Temas bağımlılığı nedir?

Temas bağımlılığı nedir? Temas bağımlılığı, bireyin sürekli olarak fiziksel temas arayışı içinde olması ve bu temasa sürekli olarak gereksinim duyma halinde olma durumunu ifade eder. Bu bağımlılık, genellikle kişinin başkalarıyla fiziksel olarak yakın olması veya dokunma gerekliliği hissetmesiyle beraber ortaya çıkar. Temas bağımlılığı olan kişiler, fiziksel temasın olmadığı durumlarda huzursuzluk, kaygı veya rahatsızlık hissedebilirler.

Temas bağımlılığı nedir?

 

Temas bağımlılığı nedir?

Temas bağımlılığı, bireyin sürekli olarak fiziksel temas arayışı içinde olması ve bu temasa
sürekli olarak gereksinim duyma halinde olma durumunu ifade eder. Bu bağımlılık, genellikle
kişinin başkalarıyla fiziksel olarak yakın olması veya dokunma gerekliliği hissetmesiyle
beraber ortaya çıkar. Temas bağımlılığı olan kişiler, fiziksel temasın olmadığı durumlarda
huzursuzluk, kaygı veya rahatsızlık hissedebilirler.

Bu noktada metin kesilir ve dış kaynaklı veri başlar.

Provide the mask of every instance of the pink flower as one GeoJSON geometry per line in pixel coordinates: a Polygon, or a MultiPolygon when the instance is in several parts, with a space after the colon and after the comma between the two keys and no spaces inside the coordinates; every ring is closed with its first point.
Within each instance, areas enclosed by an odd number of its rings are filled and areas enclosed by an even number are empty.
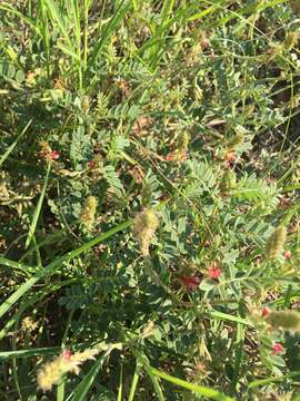
{"type": "Polygon", "coordinates": [[[277,355],[282,352],[284,352],[283,346],[280,343],[274,343],[272,346],[272,355],[277,355]]]}
{"type": "Polygon", "coordinates": [[[218,267],[218,264],[216,262],[213,262],[209,268],[208,268],[208,276],[209,278],[213,278],[217,280],[219,278],[219,276],[221,275],[222,271],[220,267],[218,267]]]}
{"type": "Polygon", "coordinates": [[[196,290],[200,283],[200,278],[197,276],[180,276],[179,280],[188,291],[196,290]]]}
{"type": "Polygon", "coordinates": [[[59,154],[58,150],[52,150],[52,151],[51,151],[50,158],[51,158],[52,160],[57,160],[59,157],[60,157],[60,154],[59,154]]]}
{"type": "Polygon", "coordinates": [[[72,356],[72,352],[71,350],[69,349],[66,349],[63,352],[62,352],[62,358],[66,359],[67,361],[69,361],[72,356]]]}
{"type": "Polygon", "coordinates": [[[262,307],[262,311],[261,311],[261,316],[262,316],[262,317],[266,317],[266,316],[268,316],[268,314],[269,314],[268,307],[267,307],[267,306],[263,306],[263,307],[262,307]]]}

Bu bağımlılık genellikle kişinin fiziksel, duygusal ve psikolojik ihtiyaçlarıyla ilişkilidir.
Örneğin, geçmişte yaşanan duygusal ihmal veya yalnızlık gibi deneyimler, kişide güvensizlik
duygusu veya ilişki kurma becerilerinde zorluklar temas bağımlılığının ortaya çıkmasına
katkıda bulunabilir. Ayrıca, bazı kişilerde erken yaşta yaşanan travmatik deneyimler de bu
bağımlılığın gelişimine neden olabilir.

Temas bağımlılığı, kişinin günlük yaşamını olumsuz yönde etkileyebilir. Bireyler özellikle
sosyal ilişkilerde sorunlar yaşanabilir ve kişinin başkalarıyla olan etkileşimleri üzerinde
olumsuz bir etki bırakabilir. Bu bağımlılıktan kurtulmak için genellikle psikoterapi önerilir.
Terapi sürecinde, birey temas bağımlılığına neden olan duygusal köklerini keşfeder, bu
bağımlılığı yönetmeyi öğrenir ve sağlıklı başa çıkma stratejileri geliştirir.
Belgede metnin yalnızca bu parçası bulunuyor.